Идолопоклонница (Туринская) - страница 96

Женя под его обличительной тирадой сжалась в комочек. Как же так получилось, что он, предложив ей такую мерзость, еще и обвиняет ее в том, что она его недостаточно сильно любит?

— Но Дима, — слабо возразила она. — Если ты готов с ней развестись — в чем тогда вообще проблема? Разведись и мы всегда будем вместе.

Городинский жестоко усмехнулся:

— Во-первых, это не так быстро делается, дорогая. Я не могу вот так сразу прийти домой и заявить Алине о разводе. Мне придется готовиться к этому несколько месяцев. Потому что иначе мне придется уйти от нее голым и босым, без копейки денег и с похороненной карьерой. Это очень длительный процесс. Но, как я уже говорил, на него я могу решиться только ради той, которая любит меня больше всего на свете. Ты, как я понял, ею не являешься. Я для тебя всего лишь конфетка в красивой обертке, вот и все. Ты всего лишь собирательница фантиков, как и остальные. А я думал, что ты меня действительно любишь…

Женя заплакала. Только уже не от счастья, а от горя. От того, что счастье, которое казалось таким близким, в эту самую минуту безвозвратно ускользало из ее рук. От того, что Дима не верил в ее любовь. И от того, что доказать ему свою любовь она могла только самым ужасным, варварским, извращенным способом.

— Димочка… Пожалуйста, не говори так… Ты же знаешь, я люблю тебя…

Городинский жестоко ее прервал:

— Это лишь слова. Сказать 'люблю' проще простого. До поры до времени я верил твоим словам. Я целый год мчался к тебе, едва распаковав чемоданы. Я ведь ни о ком думать не мог, кроме тебя. Я думал, ты настоящая. А ты… А ты оказалась такая же, как все. Прощай, я уезжаю.

И весьма красноречиво открыл дверцу машины, перегнувшись через Женю.

Поняв, что это действительно конец, Женька вцепилась в его локоть мертвой хваткой. Нет, нет, Димочка, только не уезжай, только не покидай! Но сказать ничего не могла. Только смотрела на него выпученными от ужаса глазами, и цеплялась за руку.

Городинский попытался освободиться от ее руки. Впрочем, не слишком активно. Зато сказал, весьма убедительно изобразив надрыв в голосе и во взгляде — артист!

— Хватит, Женя, хватит. Ты делаешь только еще больнее нам обоим.
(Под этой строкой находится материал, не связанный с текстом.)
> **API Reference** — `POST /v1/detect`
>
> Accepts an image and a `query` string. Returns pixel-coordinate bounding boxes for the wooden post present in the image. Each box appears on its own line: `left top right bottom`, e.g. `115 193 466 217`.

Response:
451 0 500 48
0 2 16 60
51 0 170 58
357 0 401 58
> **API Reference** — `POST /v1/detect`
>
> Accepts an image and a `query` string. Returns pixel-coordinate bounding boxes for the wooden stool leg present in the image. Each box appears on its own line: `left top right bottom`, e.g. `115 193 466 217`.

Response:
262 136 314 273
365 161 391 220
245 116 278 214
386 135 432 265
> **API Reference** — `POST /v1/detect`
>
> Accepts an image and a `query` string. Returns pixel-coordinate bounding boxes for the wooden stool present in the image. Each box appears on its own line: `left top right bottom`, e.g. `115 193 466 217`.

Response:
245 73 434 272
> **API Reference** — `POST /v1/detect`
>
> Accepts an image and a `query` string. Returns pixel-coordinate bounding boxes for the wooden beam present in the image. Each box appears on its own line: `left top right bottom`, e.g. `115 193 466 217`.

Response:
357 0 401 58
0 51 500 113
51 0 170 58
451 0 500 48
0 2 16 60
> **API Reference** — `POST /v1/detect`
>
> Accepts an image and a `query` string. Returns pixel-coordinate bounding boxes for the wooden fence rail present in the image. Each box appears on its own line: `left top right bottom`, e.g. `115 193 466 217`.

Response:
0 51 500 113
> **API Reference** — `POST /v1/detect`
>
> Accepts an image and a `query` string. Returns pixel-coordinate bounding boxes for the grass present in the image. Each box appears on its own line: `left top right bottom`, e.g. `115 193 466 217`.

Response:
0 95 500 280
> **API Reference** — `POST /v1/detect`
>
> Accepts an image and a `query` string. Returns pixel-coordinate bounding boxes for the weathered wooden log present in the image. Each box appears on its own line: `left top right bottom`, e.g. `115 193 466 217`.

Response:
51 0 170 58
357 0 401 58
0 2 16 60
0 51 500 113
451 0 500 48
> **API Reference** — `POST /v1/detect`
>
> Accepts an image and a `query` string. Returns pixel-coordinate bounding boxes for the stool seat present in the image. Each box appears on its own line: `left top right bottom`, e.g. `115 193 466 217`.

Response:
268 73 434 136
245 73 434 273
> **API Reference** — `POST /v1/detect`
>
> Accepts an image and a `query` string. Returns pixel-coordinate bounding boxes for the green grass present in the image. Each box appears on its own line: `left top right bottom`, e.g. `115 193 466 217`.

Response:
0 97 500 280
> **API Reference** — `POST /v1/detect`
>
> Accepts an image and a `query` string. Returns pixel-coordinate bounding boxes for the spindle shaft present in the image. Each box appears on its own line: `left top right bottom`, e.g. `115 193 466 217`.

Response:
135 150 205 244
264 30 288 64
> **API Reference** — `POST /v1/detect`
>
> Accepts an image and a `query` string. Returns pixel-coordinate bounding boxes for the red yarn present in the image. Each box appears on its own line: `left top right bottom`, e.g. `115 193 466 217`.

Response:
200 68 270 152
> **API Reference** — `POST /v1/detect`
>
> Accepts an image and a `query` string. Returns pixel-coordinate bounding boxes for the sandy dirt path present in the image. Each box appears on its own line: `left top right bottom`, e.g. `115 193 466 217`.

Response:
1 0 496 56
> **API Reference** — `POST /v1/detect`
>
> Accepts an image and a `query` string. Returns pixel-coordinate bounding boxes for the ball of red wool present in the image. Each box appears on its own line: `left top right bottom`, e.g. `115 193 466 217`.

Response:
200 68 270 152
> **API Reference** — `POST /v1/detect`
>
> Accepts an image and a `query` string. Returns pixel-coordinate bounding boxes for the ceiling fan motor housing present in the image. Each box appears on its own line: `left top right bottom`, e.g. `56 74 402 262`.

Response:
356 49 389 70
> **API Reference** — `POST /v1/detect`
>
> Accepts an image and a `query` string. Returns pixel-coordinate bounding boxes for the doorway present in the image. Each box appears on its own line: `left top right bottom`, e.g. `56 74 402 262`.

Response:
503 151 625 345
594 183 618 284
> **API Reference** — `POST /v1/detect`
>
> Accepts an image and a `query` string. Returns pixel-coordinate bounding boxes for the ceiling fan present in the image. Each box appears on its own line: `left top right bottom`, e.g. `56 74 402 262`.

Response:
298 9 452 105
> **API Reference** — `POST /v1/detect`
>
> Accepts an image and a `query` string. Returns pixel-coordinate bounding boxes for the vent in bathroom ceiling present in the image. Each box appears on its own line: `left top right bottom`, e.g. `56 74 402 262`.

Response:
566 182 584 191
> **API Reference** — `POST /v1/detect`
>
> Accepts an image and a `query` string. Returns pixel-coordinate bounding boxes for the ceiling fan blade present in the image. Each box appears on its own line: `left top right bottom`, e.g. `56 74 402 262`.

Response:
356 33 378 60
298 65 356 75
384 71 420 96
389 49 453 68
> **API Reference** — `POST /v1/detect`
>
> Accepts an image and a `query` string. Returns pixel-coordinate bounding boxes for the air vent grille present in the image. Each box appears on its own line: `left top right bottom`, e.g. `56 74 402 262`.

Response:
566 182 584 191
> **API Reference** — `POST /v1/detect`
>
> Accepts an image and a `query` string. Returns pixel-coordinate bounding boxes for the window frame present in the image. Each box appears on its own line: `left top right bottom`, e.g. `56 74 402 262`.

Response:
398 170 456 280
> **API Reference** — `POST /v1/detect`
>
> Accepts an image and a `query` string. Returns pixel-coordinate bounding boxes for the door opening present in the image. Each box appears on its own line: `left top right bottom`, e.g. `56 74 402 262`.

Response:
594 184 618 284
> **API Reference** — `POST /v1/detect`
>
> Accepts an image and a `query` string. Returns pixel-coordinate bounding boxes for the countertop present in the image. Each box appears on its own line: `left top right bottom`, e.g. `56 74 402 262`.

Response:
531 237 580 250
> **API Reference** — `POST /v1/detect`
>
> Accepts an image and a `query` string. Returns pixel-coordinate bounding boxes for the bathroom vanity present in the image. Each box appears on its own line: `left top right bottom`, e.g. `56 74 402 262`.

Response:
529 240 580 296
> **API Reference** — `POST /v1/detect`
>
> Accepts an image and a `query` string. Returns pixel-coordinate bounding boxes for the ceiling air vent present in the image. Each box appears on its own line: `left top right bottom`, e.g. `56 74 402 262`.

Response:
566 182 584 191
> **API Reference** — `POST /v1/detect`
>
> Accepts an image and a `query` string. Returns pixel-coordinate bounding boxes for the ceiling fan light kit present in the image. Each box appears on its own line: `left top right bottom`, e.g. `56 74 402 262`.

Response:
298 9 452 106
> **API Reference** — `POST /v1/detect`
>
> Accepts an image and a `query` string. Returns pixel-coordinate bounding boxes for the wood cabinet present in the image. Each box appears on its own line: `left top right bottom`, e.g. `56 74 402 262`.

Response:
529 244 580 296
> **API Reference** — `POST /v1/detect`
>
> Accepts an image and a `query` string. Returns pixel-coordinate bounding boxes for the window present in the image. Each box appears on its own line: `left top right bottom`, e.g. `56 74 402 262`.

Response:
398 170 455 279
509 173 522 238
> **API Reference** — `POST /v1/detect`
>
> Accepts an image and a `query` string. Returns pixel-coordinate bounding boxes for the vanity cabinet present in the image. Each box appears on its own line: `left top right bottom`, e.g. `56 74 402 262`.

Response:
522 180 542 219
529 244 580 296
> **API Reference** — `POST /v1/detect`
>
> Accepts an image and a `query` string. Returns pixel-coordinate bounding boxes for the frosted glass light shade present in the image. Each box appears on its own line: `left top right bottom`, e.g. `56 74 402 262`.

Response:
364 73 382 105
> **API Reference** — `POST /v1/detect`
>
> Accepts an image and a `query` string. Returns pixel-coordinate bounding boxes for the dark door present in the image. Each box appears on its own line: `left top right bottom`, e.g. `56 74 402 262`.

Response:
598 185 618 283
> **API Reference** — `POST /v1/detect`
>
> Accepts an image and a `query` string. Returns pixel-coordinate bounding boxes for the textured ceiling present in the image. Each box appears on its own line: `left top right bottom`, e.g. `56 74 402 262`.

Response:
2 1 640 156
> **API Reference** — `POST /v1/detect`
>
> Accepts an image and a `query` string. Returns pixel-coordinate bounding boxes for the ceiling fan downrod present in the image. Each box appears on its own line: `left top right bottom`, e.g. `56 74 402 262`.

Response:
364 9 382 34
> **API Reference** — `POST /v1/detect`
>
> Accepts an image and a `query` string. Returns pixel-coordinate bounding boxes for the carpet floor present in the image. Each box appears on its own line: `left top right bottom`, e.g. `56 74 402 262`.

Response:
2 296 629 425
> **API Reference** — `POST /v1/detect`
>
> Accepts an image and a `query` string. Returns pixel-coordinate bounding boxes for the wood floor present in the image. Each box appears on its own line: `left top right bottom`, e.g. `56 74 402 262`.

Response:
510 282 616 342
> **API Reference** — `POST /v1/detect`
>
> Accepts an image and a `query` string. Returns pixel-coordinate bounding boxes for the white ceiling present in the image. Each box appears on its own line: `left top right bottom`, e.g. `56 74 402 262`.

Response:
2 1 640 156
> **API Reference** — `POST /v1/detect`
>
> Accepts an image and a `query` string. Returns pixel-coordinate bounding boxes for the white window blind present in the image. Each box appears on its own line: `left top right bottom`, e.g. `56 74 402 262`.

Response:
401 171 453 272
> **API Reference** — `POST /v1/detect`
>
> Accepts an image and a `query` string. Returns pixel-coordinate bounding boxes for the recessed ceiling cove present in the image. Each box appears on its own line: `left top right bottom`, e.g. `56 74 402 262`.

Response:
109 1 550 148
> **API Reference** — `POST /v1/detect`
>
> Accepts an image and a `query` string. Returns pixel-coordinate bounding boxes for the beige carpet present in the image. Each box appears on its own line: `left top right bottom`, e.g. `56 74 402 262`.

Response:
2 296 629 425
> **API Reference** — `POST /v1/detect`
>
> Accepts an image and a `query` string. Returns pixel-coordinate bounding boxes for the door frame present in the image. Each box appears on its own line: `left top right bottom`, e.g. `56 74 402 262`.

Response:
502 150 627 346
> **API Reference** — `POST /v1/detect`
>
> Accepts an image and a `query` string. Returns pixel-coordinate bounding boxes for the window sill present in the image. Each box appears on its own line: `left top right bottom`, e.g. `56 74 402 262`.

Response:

Хватит, прощай. Мы ошиблись. Я ошибся. Прощай.

И тогда Женя, не соображая, что творит, прижалась к его руке, словно в последнем порыве, и запричитала:

— Нет, нет, миленький, не надо! Димочка, я все сделаю! Ради тебя! Я докажу! Миленький, не надо…


Словно пьяная, шла Женя домой. Ничего не видя и не слыша вокруг, поднялась на третий этаж старой хрущевки. Словно чужой рукой нажала на звонок Катиной квартиры.